淮旅小说网 > 其他小说 > 位面商人宅急送 > 第80章 生死未明 如意算盘
  七日,于不凡丧事停妥!梁王回了云都。连夜披风带雨长跪在龙华殿外,北宫烈吃惊之余,怒斥梁王擅离职守、无召入宫。握着出现在玉桌上的火云令闭了闭眼,离北宫乐遥斩首还有两日:于家,这是在威胁他!

  烛火通明,焦灼整夜后仍是一筹莫展。于家自来神秘,与白家又无交集皇后看在眼里也是爱莫能助。不过适时提醒道:如若风家有人愿意出面,想必还存有一线生机。

  晌午刚过,北宫律便因体力不支被御医给抬回了王府。长途跋涉加上气衰力竭,又赶上连夜雨染了风寒。北宫烈嘴上不满心中却不忍,人既然已经提前赶了回来再行责罚也是于事无补。悄悄派大内总管将皇后的话透露给梁王知道。又从旁敲打:此案已交由北宫行止监察,有什么临别之言、未尽之事,自己上昱王府解决!别私下整些看不见的幺蛾子。

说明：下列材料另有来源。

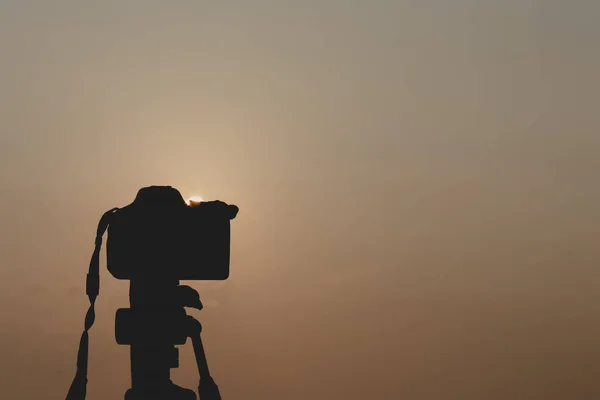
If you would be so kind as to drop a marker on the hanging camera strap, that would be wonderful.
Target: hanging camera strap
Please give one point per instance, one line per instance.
(77, 391)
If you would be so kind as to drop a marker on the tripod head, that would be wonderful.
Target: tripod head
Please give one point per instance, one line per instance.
(154, 242)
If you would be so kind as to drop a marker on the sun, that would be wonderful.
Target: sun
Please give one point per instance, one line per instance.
(194, 199)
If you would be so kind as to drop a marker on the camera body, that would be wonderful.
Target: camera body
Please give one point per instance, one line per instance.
(160, 236)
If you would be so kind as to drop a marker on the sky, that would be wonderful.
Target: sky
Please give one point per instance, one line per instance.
(419, 206)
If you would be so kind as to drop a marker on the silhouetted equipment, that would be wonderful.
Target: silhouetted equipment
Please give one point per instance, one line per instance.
(155, 242)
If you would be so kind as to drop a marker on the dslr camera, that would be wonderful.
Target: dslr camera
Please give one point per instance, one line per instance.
(161, 236)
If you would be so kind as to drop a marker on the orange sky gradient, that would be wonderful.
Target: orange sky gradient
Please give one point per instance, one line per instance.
(417, 182)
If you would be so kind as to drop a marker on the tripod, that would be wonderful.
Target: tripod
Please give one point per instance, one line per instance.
(153, 325)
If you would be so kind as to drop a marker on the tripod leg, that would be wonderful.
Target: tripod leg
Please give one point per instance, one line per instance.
(207, 389)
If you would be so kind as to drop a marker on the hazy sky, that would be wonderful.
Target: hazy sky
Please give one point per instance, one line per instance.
(420, 209)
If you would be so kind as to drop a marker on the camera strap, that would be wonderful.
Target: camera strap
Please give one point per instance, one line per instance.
(77, 391)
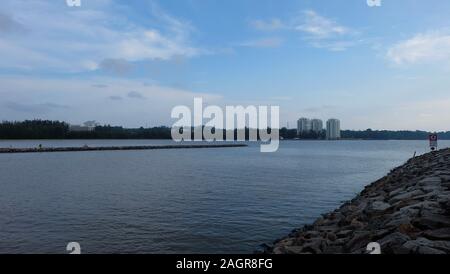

  早朝期间,北宫烈当着众人面驳回了左相提出延后婚期的折子。正好借这桩喜事将风云楼带来的晦气给冲上一冲。如此一来百姓嘴上虽还念叨旧闻、眼中却更关注新事,也好趁热打铁将话风往别处带带。

  皇家难为,最怕沾上是非。尤其是与那几大家族撇不清的事儿!所幸便撂了挑子,做了那甩手掌柜。缩头功谁不会~惹不起咱还躲的起。连夜携皇后出宫去了苍山的避暑别苑。

  …………

  一方欢喜、一方忧愁。

  绚丽的阳光跳跃在青石板阶上,热风阵阵席卷而来。楼阁飞檐上几只筑巢的喜鹊叽叽喳喳个没完,院中人儿乱作一团。

  “那件是左相府送的,放西边!”

  “太子府和皇宫来的放东边,都轻着点儿……礼单呢?礼单在哪儿!”

  “去去去,拿礼单来!每批东西都需核对准确了。”言嬷嬷的高音招呼声伴随着匆匆的脚步响彻前院。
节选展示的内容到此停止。